YZ: As a former seismologist, I was used to understanding earthquakes through waves, some of which we call the “earth’s dance.” From these waves, seismologists could explore the unknown worlds beneath the ground. I wonder if there is something more to their reactions to the earth’s movement beyond the “earthly seasickness”? For instance, I was particularly struck by Figure 4, which seemed to capture a strange beauty in the breaking of boundaries, between private homes and walls, and public, natural space, between human time and deep time. Do you see any potential through the cracks of time and space? Or, if I am mistaken, perhaps I should simply ask whether there are alternative ways of (understanding) being tocado and the “surreal” urban landscape, especially if certain sociopolitical conditions in Mexico City were to change?
LS: I would feel uncomfortable suggesting that anything in this essay has a positive valence. It’s also not only negative: even the people that live with this fear tease themselves for how they act, their families poke gentle fun at them; people do laugh at themselves, at least a little. But I wouldn’t aestheticize residents’ lives and living conditions. Some of these situations do provoke in me a sense of horror at how exquisitely awful the experience is. And horror, as a feeling, is adjacent to awe, I suppose. I’m trying to convey this in my writing.
If I understand correctly the question about “alternative ways of understanding” and “potential,” it’s asking if there is some room for hope, or some kind of reprieve from the bad situation that I’m describing. I guess this essay could kind of lend itself to this type of thinking. In a way, the norms of ethnographic writing as a genre forced me to write about this experience as a form of knowledge. If we were to follow that line of thought, we could say that being tocado opens itself to a form of “planetary thinking,” or is a mode of being with the Earth that’s distinct from other modes of imagining human-geological relations, one that has a certain humility toward the capacity of humans, our technologies, and the demands of massive scalar difference. Maybe that’s true. But I don’t really want to say that. I don’t think that “knowledge” is the best idea to use here; it’s really just a placeholder that renders experience legible to other anthropologists.
This, to me, is related to your second question. I don’t know, but I’m not really compelled to find spaces for hope. This is not to say that hope is not present; it’s to question who that hope is for. To me, it is part of a liberal metaphysic that searches for spaces of agency, contingency, resistance, or whatever in order that the discipline may assert that things as they are could be otherwise. But who would this be for? I know firsthand that people living in falling buildings don’t feel better if things could be or could have been different. They want things to be different; they need things to be different. Such declarations are, I think, for us, the discipline. There’s a therapeutic impulse in this drive: that things are bad, but things could be different; it is possible to imagine things being different; it is possible to not give up. Isn’t this kind of weird? A discipline that aims to describe things specifically as they are in order to declare that they could be otherwise? Even though they aren’t currently otherwise?

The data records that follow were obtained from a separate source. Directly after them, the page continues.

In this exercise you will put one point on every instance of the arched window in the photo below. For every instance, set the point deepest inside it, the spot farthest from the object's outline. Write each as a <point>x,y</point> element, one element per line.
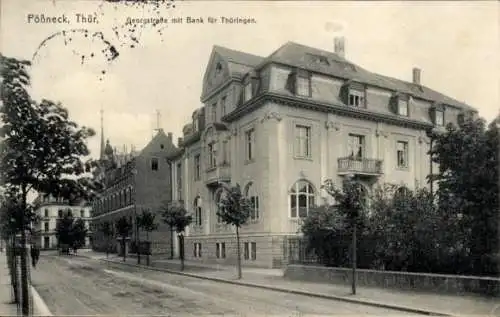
<point>251,194</point>
<point>217,197</point>
<point>302,199</point>
<point>198,221</point>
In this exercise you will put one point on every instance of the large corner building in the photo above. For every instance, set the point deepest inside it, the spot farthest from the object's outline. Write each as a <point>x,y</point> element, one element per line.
<point>280,126</point>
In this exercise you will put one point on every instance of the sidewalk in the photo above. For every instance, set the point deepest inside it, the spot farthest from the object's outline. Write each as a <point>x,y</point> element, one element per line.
<point>430,303</point>
<point>6,308</point>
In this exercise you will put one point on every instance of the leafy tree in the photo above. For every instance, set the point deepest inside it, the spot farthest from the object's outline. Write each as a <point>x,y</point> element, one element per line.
<point>40,147</point>
<point>177,218</point>
<point>64,232</point>
<point>147,221</point>
<point>123,229</point>
<point>79,234</point>
<point>467,181</point>
<point>350,201</point>
<point>234,209</point>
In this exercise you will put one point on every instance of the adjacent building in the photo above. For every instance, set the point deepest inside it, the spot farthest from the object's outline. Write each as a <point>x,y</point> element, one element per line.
<point>280,126</point>
<point>133,182</point>
<point>49,210</point>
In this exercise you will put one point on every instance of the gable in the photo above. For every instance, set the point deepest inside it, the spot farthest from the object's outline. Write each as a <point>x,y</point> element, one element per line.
<point>216,74</point>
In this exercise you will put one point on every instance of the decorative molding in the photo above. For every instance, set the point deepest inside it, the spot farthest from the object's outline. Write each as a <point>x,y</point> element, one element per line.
<point>332,125</point>
<point>379,133</point>
<point>271,115</point>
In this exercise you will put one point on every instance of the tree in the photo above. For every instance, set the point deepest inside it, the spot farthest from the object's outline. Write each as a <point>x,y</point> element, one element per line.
<point>234,209</point>
<point>40,148</point>
<point>64,232</point>
<point>467,181</point>
<point>177,217</point>
<point>79,233</point>
<point>350,203</point>
<point>148,223</point>
<point>123,228</point>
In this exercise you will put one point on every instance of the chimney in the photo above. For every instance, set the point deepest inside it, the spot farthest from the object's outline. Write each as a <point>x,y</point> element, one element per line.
<point>416,75</point>
<point>339,46</point>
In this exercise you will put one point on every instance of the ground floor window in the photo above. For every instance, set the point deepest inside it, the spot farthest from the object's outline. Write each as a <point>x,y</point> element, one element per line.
<point>220,251</point>
<point>197,250</point>
<point>250,251</point>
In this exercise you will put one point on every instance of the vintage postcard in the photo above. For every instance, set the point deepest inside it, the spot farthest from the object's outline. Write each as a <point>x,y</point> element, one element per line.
<point>249,157</point>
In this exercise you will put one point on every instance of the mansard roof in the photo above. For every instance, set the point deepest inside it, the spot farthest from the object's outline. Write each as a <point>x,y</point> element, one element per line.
<point>328,63</point>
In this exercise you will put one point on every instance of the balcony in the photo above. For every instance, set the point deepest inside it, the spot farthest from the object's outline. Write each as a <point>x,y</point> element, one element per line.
<point>220,173</point>
<point>360,166</point>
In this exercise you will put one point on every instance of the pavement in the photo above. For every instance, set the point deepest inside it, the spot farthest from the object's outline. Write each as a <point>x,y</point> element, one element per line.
<point>6,307</point>
<point>405,301</point>
<point>77,285</point>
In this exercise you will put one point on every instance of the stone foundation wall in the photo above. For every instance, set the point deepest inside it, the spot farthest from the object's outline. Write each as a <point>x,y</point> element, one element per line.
<point>439,283</point>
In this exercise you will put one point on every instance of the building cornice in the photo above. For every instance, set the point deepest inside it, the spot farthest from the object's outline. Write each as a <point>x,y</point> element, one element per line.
<point>339,109</point>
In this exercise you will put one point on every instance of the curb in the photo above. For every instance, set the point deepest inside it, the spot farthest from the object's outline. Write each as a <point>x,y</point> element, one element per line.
<point>289,291</point>
<point>39,306</point>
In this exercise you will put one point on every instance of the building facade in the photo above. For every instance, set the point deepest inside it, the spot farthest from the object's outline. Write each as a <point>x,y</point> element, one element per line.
<point>134,182</point>
<point>49,210</point>
<point>280,126</point>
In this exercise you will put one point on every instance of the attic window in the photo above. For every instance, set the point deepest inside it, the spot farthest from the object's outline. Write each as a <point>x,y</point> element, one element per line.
<point>317,59</point>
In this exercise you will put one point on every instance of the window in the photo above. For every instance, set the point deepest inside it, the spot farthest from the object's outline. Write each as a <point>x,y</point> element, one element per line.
<point>303,86</point>
<point>248,92</point>
<point>220,250</point>
<point>223,106</point>
<point>403,107</point>
<point>198,221</point>
<point>356,98</point>
<point>302,198</point>
<point>225,152</point>
<point>217,197</point>
<point>254,201</point>
<point>212,155</point>
<point>402,154</point>
<point>214,112</point>
<point>197,250</point>
<point>197,169</point>
<point>154,164</point>
<point>302,141</point>
<point>356,146</point>
<point>249,144</point>
<point>246,251</point>
<point>439,119</point>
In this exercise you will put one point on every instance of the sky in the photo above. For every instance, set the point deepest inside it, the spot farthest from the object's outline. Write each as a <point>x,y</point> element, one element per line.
<point>455,44</point>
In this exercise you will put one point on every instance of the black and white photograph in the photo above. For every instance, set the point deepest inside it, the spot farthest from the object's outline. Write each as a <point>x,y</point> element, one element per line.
<point>249,158</point>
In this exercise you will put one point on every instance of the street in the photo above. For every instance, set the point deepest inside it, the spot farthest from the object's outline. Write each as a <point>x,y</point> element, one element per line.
<point>81,286</point>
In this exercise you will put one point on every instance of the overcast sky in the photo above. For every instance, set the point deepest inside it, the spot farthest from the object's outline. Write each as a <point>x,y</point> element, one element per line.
<point>456,44</point>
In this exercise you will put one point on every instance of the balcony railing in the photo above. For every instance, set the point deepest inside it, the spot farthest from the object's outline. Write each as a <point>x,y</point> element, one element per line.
<point>359,165</point>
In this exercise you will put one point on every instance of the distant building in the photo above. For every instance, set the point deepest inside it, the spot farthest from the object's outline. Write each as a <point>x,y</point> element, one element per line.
<point>49,210</point>
<point>280,126</point>
<point>133,182</point>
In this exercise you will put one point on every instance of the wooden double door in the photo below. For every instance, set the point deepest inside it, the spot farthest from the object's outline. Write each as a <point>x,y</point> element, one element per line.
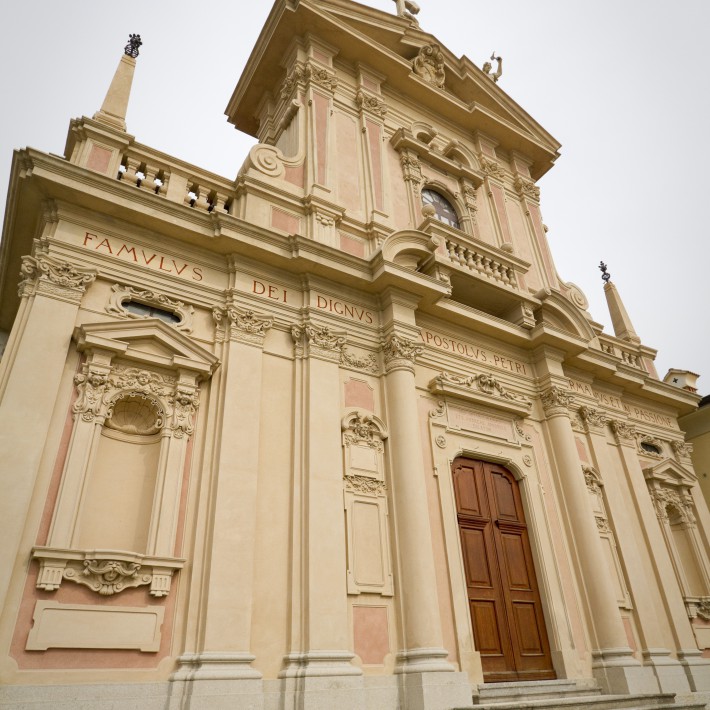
<point>508,623</point>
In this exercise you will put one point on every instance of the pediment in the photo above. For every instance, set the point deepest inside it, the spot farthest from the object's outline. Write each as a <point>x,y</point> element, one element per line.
<point>388,44</point>
<point>148,341</point>
<point>670,473</point>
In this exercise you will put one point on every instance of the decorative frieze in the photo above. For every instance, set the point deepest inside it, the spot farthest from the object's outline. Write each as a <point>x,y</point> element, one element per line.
<point>241,325</point>
<point>319,341</point>
<point>593,419</point>
<point>54,277</point>
<point>526,188</point>
<point>469,386</point>
<point>400,353</point>
<point>121,294</point>
<point>556,400</point>
<point>106,572</point>
<point>370,102</point>
<point>429,65</point>
<point>367,362</point>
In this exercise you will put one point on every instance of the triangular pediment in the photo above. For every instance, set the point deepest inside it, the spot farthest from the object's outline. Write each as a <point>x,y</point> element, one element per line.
<point>388,44</point>
<point>149,341</point>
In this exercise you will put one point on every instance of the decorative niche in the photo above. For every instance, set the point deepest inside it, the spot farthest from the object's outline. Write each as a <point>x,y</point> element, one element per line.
<point>365,499</point>
<point>129,302</point>
<point>115,522</point>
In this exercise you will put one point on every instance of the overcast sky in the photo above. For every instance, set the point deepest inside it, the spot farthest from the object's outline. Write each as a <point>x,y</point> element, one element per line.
<point>622,84</point>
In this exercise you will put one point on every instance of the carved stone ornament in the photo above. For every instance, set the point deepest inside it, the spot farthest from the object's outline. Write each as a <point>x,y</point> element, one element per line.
<point>624,432</point>
<point>363,429</point>
<point>53,277</point>
<point>593,419</point>
<point>104,572</point>
<point>490,167</point>
<point>429,65</point>
<point>527,188</point>
<point>682,449</point>
<point>305,73</point>
<point>400,353</point>
<point>365,485</point>
<point>371,103</point>
<point>121,294</point>
<point>592,479</point>
<point>556,400</point>
<point>240,325</point>
<point>484,383</point>
<point>367,362</point>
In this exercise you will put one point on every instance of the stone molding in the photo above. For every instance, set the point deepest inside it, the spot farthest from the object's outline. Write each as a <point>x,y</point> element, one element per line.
<point>556,401</point>
<point>120,294</point>
<point>106,572</point>
<point>480,388</point>
<point>54,278</point>
<point>400,353</point>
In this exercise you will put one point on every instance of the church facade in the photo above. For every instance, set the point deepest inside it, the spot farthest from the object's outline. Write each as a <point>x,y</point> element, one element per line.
<point>335,433</point>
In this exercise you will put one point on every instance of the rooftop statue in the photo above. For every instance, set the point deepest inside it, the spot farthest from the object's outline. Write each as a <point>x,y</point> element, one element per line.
<point>488,66</point>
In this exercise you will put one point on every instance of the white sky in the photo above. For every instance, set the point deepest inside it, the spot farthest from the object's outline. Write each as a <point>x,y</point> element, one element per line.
<point>622,84</point>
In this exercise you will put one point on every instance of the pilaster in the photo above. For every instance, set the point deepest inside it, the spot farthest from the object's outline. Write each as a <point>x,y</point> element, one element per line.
<point>51,292</point>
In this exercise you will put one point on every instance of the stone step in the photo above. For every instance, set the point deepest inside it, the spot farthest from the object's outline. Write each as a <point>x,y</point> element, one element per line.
<point>532,690</point>
<point>664,701</point>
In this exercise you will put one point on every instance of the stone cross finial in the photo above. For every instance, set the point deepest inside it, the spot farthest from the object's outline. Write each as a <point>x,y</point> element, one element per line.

This might seem like I’m saying that things can’t change, or that humans lack the capacity to do anything about their situations. I don’t think any of this. I see this as actually being symptomatic of what I’m mentioning in my response to your third question: ethnographic writing is stuck in a trap of describing people’s lives in generalizable specificities, so the most latitude interlocutors are afforded in our depictions is a small space for agency, or resistance, or hope, or speculations about what could be otherwise. But if we were to write in a different way, we would not be trapped in this analytic structure, and we wouldn’t be forced to offer such a circumscribed field for the actual experiences and lives of the people we work with.